WSC+: Enhancing The Winograd Schema Challenge Using Tree-of-Experts
Pardis Sadat Zahraei, Ali Emami
TL;DR
WSC+ introduces a generation-focused benchmark for Winograd-style coreference, augmented with Ambiguous and Offensive categories to probe model biases and overconfidence. The Tree-of-Experts (ToE) prompting framework significantly improves valid-instance generation, achieving $49.3\%$ validity (vs. $14.7\%$ for CoT) and enabling a large-scale dataset of $3{,}026$ validated questions.

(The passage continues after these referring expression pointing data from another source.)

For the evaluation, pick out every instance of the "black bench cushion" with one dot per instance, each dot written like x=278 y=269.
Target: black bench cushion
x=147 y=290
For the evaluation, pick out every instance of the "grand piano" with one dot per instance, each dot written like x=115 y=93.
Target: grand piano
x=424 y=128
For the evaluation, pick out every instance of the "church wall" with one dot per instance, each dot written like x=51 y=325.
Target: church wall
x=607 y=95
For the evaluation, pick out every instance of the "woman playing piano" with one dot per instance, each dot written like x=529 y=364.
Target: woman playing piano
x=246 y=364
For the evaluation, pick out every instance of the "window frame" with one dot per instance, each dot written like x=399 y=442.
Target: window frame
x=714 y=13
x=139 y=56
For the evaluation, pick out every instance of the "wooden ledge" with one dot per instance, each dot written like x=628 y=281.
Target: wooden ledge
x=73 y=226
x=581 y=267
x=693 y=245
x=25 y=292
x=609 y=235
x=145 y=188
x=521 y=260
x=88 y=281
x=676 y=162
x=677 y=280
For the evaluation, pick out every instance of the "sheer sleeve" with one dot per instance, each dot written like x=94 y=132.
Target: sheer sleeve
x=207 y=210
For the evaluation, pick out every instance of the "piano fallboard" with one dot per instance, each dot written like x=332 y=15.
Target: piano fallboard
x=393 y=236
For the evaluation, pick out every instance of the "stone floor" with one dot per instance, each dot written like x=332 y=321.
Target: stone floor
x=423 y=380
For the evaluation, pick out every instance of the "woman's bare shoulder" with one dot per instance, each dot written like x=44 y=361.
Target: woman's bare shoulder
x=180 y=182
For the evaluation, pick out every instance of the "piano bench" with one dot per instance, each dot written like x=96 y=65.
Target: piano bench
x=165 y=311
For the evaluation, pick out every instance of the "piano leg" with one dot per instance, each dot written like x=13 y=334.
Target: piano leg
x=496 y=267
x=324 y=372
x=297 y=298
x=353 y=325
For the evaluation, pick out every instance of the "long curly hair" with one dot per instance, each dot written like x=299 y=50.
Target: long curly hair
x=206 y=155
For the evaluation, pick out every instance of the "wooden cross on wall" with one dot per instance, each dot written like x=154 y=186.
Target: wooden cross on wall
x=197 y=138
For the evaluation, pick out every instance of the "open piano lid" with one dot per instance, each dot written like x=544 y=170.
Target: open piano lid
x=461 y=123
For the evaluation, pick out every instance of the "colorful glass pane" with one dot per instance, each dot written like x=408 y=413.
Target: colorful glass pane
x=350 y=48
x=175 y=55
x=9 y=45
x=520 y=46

Across GPT-4, GPT-3.5, and Claude2, WSC+ reveals that even top LLMs struggle to reach human performance, with GPT-4 attaining $68.7\%$ accuracy on WSC+ compared to a $95.1\%$ human baseline, and exhibits notable biases and generation-evaluation inconsistencies. The work highlights fundamental gaps in reasoning fidelity and safety, offering directions for robust evaluation, bias mitigation, and improved prompt design in LLM-based dataset creation.
Abstract
The Winograd Schema Challenge (WSC) serves as a prominent benchmark for evaluating machine understanding. While Large Language Models (LLMs) excel at answering WSC questions, their ability to generate such questions remains less explored. In this work, we propose Tree-of-Experts (ToE), a novel prompting method which enhances the generation of WSC instances (50% valid cases vs. 10% in recent methods). Using this approach, we introduce WSC+, a novel dataset comprising 3,026 LLM-generated sentences. Notably, we extend the WSC framework by incorporating new 'ambiguous' and 'offensive' categories, providing a deeper insight into model overconfidence and bias. Our analysis reveals nuances in generation-evaluation consistency, suggesting that LLMs may not always outperform in evaluating their own generated questions when compared to those crafted by other models. On WSC+, GPT-4, the top-performing LLM, achieves an accuracy of 68.7%, significantly below the human benchmark of 95.1%.